Paylaş
Ölüm, geçtiğimiz hafta yine bir tırpan gibi bütün acımasızlığıyla daldı aramıza... İki arkadaşımızı aldı götürdü.
Övül Tezişler daha 56 yaşındaydı.
Odhan Baykara ise 62'sinde eğilmeyen, bükülmeyen bir prensti.
Gazetecilik yaşamı boyunca da dimdik durdu hep...
Bizim yokuşun o benim diyen güçlü, dirençli nice insanını bile alıp paramparça eden düzenine direndi hep...
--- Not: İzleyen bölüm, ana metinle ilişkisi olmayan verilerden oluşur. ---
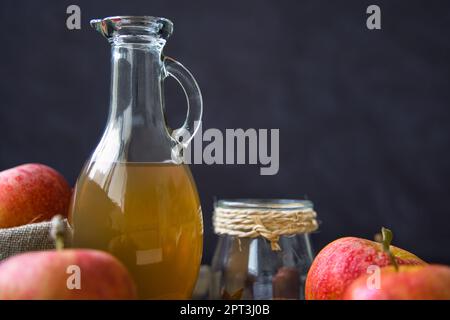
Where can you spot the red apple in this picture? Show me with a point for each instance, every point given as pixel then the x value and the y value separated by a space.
pixel 32 193
pixel 344 260
pixel 429 282
pixel 46 275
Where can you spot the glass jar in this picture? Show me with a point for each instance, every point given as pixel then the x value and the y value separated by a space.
pixel 264 249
Her türlü acımasızlığa, kalleşliğe, arkadan hançerlenmeye yüzünü dönerek en soylu gülüşüyle yanıt verdi Odhan...
Hiçbir dönemde, kimseye karşı eğilmedi, bükülmedi.
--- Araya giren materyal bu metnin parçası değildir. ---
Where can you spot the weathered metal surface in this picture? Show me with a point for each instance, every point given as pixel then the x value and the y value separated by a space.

Kimsenin arkasından oynamayarak, arkadaşlarına ihanet etmeyerek delikanlıca durdu hep bizim yokuşun başında.
Odhan isimsiz prenslerindendi Babıáli'nin.
Onunla Milliyet'te yıllarca birlikte çalıştık.
Az konuşan, ilkelerinden ödün vermeyen bir insandı.
Onun için çok iş değiştirmek zorunda kaldı.
Çok yetenekli olmasına karşın hemen bütün gazeteleri dolaşmak zorunda kaldı.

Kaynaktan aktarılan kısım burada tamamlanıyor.